For well over 50 years the Rutledge name was synonymous with organized labor in Hawaii. Employees of Waikiki Beach hotels and drivers in movie/ TV scenes answered to a fiefdom that Arthur Rutledge had begun in the late 1930s and ran with an iron fist. In 1951 Rutledge founded a nonprofit entity, Unity House, to provide benefits to Local 5 of the Hotel Employees and Restaurant Employees and Local 996 of the International Brotherhood of Teamsters. Currently, some 20,000 workers and retirees belong to Unity House. Art Rutledge died in 1997, but his son, Anthony Rutledge, and grandson Aaron Rutledge, carried on the patriarch’s torch – and with a similar blind spot for the law. Their reign is now over, though the price they’ve paid is considerably less than what prosecutors had sought.

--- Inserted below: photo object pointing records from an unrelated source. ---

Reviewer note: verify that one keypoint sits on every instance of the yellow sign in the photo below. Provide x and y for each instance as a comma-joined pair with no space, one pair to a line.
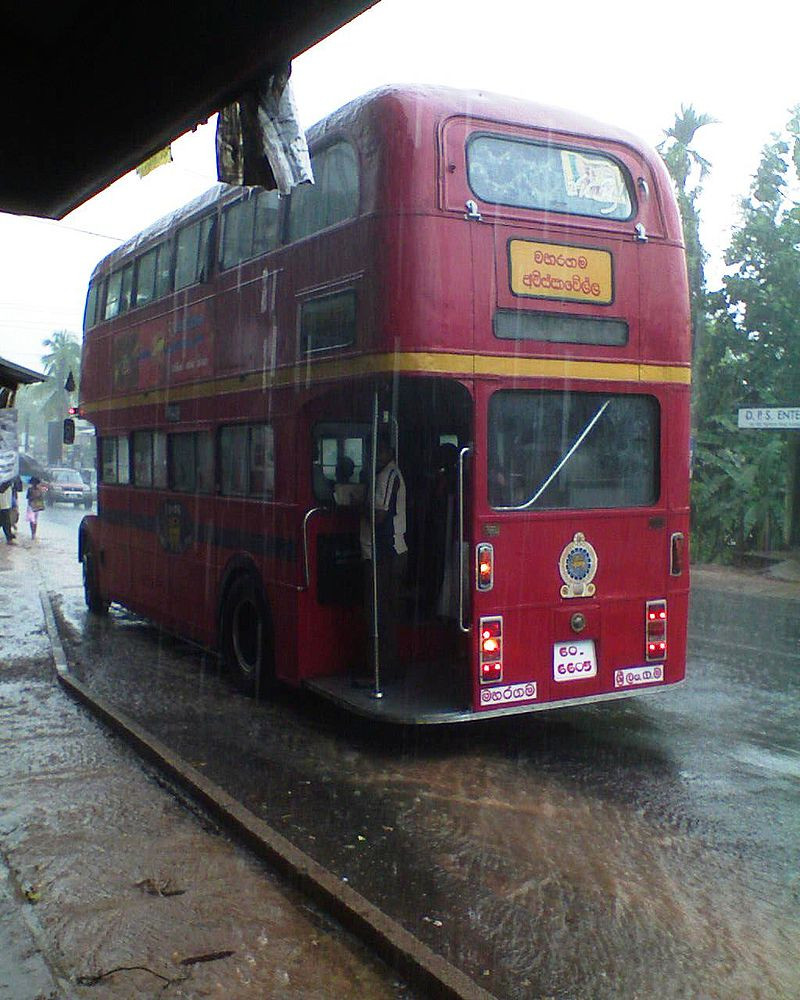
551,271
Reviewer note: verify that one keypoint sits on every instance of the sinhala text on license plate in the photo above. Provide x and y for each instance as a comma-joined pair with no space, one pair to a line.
574,660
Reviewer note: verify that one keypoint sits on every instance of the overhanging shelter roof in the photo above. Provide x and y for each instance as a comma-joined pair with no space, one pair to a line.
91,89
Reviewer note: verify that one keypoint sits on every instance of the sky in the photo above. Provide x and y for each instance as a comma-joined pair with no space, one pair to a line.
619,61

On February 6, Tony Rutledge pled guilty in U.S. District Court for the District of Hawaii to one count of falsifying a tax return. The barrel-chested Rutledge, who succeeded his father as president of Unity House, and who during 1986-2000 served as financial secretary of HERE Local 5, was sentenced to three years probation. He also was ordered to permanently disassociate himself from Unity House. His son, Aaron, Unity House’s former executive vice president, pleaded guilty to one count of witness harassment and was sentenced to a year of probation. He agreed to disassociate himself from the group during the probationary period. It was the end of a nine-year ordeal of investigation and legal wrangling.
Back in August 2003 the pair had been indicted for skimming more than $350,000 from Star-Beachboys, Inc., a rental company for surfboards and other beach equipment. Tony and Aaron Rutledge, apparently with the old man’s help, allegedly had deposited cash receipts from the enterprise into at least four bank safe deposit boxes. In filing tax returns for Star-Beachboys during 1993-97, the Rutledges failed to report $415,205 in gross rents. Four months later, in December 2003, a superseding indictment charged Anthony Rutledge with diverting a portion of Unity House’s $42.2 million in assets toward overseas investments. A year later federal agents took control of Unity House’s headquarters and assets, following a restraining order issued by U.S. District Judge Samuel King. Tony Rutledge originally had pleaded guilty last August, but much to his displeasure, U.S. District Judge David Ezra rejected the plea because it would have eventually allowed him to return to Unity House.
Unity House had built its hefty war chest thanks to decades of dues and other assessments on union members, and Art Rutledge’s take-no-prisoners management style. By the early 80s its operations had raised concern among certain members of the U.S. Senate, who requested that the General Accounting Office launch a full-scale probe. The resulting GAO report concluded Unity House was “a conduit for moving funds among union locals and several affiliated organizations.” The battles over the group’s assets between the Rutledge family and local HERE-Teamsters officials, if anything, became more fierce.
The recent guilty pleas came after an investigation by the IRS and three agencies within the Labor Department, including its Office of Labor-Management Standards. The defendants cut a pretty decent bargain, with prosecutors agreeing to drop about a dozen other fraud charges. The deal also allows the Rutledges to collect back pay, severance pay and compensation for lost vacation and health benefits. Their hefty legal bills also will be defrayed. (OLMS, 2/28; Honolulu Advertiser, 2/4/06; KHON-TV, 2/6/06).